Two top US diplomats, William Taylor and George Kent, delivered damning testimony on the first day of the public hearings, describing Trump's efforts to pressure Ukraine to investigate former US vice president Joe Biden, one of his main 2020 presidential rivals.
Taylor, the US Ambassador to Ukraine, testified that he was told Trump “cared more about” investigating Biden and improving his reelection chances than caring about US interests.
The veteran US diplomat, who testified in a closed hearing last month, said he become aware of a telephone call between Trump and the US Ambassador to the EU, Gordon Sondland, which a member of Taylor's staff overheard.
Taylor also said an "irregular policy channel" involving former New York mayor Rudy Giuliani, Trump's personal attorney, was pushing for the Ukrainian probe into the Bidens.
Trump dismissed the probe again as a "witch hunt" and said he was "too busy" to watch the first public hearings, during which he received strong support from Republican lawmakers.
Asked about the new allegations, while hosting Turkish President Recep Tayyip Erdogan at the White House, Trump replied: "First time I've heard it."
Democrats in the House launched an impeachment inquiry against Trump in September after a whistleblower alleged the Republican president pressured Ukrainian President Volodymyr Zelensky to investigate former Vice President Joe Biden and his son Hunter, who had served as a director for Ukrainian energy company Burisma.

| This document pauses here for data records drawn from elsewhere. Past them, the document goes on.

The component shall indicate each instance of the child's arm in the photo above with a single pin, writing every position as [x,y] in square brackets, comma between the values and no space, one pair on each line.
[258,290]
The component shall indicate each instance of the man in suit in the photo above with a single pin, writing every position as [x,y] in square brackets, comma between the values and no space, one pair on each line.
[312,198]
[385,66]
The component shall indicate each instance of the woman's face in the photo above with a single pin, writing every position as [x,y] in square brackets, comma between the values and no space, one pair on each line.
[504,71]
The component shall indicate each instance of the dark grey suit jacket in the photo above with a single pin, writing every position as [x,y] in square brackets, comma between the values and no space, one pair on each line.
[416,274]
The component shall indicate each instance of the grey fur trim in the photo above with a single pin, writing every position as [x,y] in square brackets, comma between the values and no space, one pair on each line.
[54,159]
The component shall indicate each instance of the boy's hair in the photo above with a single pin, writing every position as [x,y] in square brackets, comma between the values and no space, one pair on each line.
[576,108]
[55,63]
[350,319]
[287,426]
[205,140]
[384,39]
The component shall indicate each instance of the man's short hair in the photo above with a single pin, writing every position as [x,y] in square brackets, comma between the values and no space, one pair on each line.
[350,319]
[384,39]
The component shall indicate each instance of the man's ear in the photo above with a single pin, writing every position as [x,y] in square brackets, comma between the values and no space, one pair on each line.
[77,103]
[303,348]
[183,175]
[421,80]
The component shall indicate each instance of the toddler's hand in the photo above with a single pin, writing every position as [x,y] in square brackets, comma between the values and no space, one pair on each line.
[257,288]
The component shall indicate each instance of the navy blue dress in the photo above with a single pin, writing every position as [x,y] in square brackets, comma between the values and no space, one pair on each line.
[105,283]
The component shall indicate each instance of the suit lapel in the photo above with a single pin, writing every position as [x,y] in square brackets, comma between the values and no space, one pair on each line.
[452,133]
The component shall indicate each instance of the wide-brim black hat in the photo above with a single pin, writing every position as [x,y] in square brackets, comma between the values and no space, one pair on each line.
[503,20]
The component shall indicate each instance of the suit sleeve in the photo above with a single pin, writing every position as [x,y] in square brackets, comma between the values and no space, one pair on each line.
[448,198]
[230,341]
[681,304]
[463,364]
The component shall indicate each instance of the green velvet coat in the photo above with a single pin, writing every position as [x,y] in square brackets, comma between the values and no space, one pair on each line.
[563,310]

Republicans sought to undercut the public hearing by focusing on Hunter Biden's role on the Burisma board, pointing out that he was paid $50,000 a month and questioning his qualifications.
Kent, the deputy assistant secretary of state for European and Eurasian affairs, said US presidents should ask other countries to engage in selective politically associated investigations.
"I believe he was looking to dig up political dirt against a potential rival in the next election cycle," Kent said.
The next hearing is scheduled for Friday. Eight more witnesses, including Sondland, are to appear next week, the second of several planned weeks of hearings.
The public hearings may pave the way for the Democratic-led House to approve articles of impeachment - formal charges - against Trump.
That would lead to a trial in the Senate on whether to convict Trump of those charges and remove him from office. Republicans control the upper chamber of Congress and have shown little support for Trump’s removal.
Only two American presidents have been impeached by the House, Andrew Johnson in 1868 and Bill Clinton in 1998. Neither Johnson nor Clinton was convicted by the Senate.
In 1974, then US President Richard Nixon resigned in the face of certain impeachment and removal from office over the Watergate scandal.